Does $x+\sqrt{x}$ ever round to a perfect square, given $x\in \mathbb{N}$?

Assume $x\in\Bbb Z^+$. If $x=m^2$ is a pefect square, then $$m^2<x+\sqrt x=m^2+m<m^2+2m+1=(m+1)^2$$ an so $x+\sqrt x=R(x+\sqrt x)$ cannot be a perfect square. Thus we need only consider the case that $x$ is not a perfect square, which makes $\lfloor x+\sqrt x\rfloor <\lceil x+\sqrt x\rceil$.
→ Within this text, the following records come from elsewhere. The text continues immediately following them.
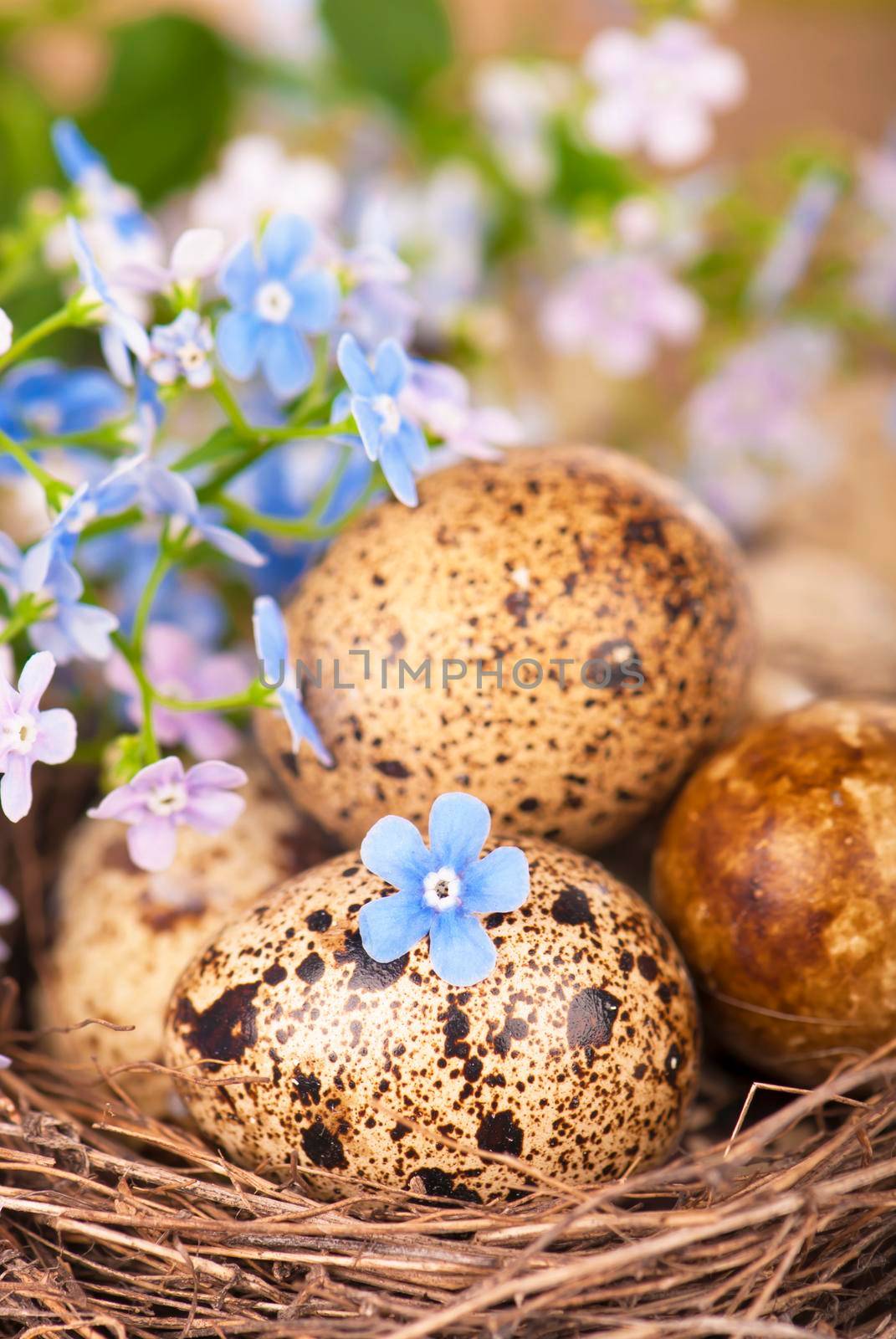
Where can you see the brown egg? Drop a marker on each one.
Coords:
(124, 936)
(577, 1054)
(612, 602)
(777, 875)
Let $n\in\Bbb Z^+$ be maximal with $n(n+1)<x$. Then $x=n^2+n+d$ with $1\le d\le (n+1)(n+2)-n(n+1)=2n+2$. This makes $$\lfloor x+\sqrt x\rfloor = n^2+n+d+n=(n+1)^2+d-1.$$ This is $\ge (n+1)^2$ and $\le n^2+4n+2<(n+2)^2 $.

Hence $ k^2=\lfloor x+\sqrt x\rfloor$ implies $k=n+1$, $x=n^2+n+1$. But $$(n+\tfrac12)^2=n^2+n+\tfrac14<x$$ implies that $x+\sqrt x$ should round up, not down.
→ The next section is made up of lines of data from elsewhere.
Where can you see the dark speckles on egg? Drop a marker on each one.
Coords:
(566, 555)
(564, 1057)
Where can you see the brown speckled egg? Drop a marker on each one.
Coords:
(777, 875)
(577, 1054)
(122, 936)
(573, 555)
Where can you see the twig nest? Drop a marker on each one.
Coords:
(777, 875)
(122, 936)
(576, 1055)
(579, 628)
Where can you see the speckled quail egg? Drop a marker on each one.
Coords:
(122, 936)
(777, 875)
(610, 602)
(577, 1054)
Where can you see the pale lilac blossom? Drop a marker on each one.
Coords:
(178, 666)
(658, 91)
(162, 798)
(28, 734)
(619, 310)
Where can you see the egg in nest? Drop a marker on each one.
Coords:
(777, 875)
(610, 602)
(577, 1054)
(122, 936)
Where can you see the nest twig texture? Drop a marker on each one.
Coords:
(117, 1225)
Similarly, $k^2=\lceil x+\sqrt x\rceil = \lfloor x+\sqrt x\rfloor+1$ implies $k=n+2$, $d=(n+2)^2+1-(n+1)^2=2n+2$, $x=n^2+3n+2$. But $$ (n+\tfrac32)^2=n^2+3n+\tfrac 94>x$$ implies that $x+\sqrt x$ should be rounded down, not up.

We conclude that $R(x+\sqrt x)$ is never a perfect square for $x\in\Bbb Z^+$.

$$\sqrt{n^2+n+1}= \sqrt{\left(n+\frac12\right)^2+\frac 34} > n+\frac 12$$ And $$\sqrt{n^2+n+1} < \sqrt{n^2+2n+1} =n+1$$

$$\implies n+0.5 <\sqrt{n^2+n+1} <n+1$$

Thus $\rm{fractional part}{(n^2+n+1)}>0.5$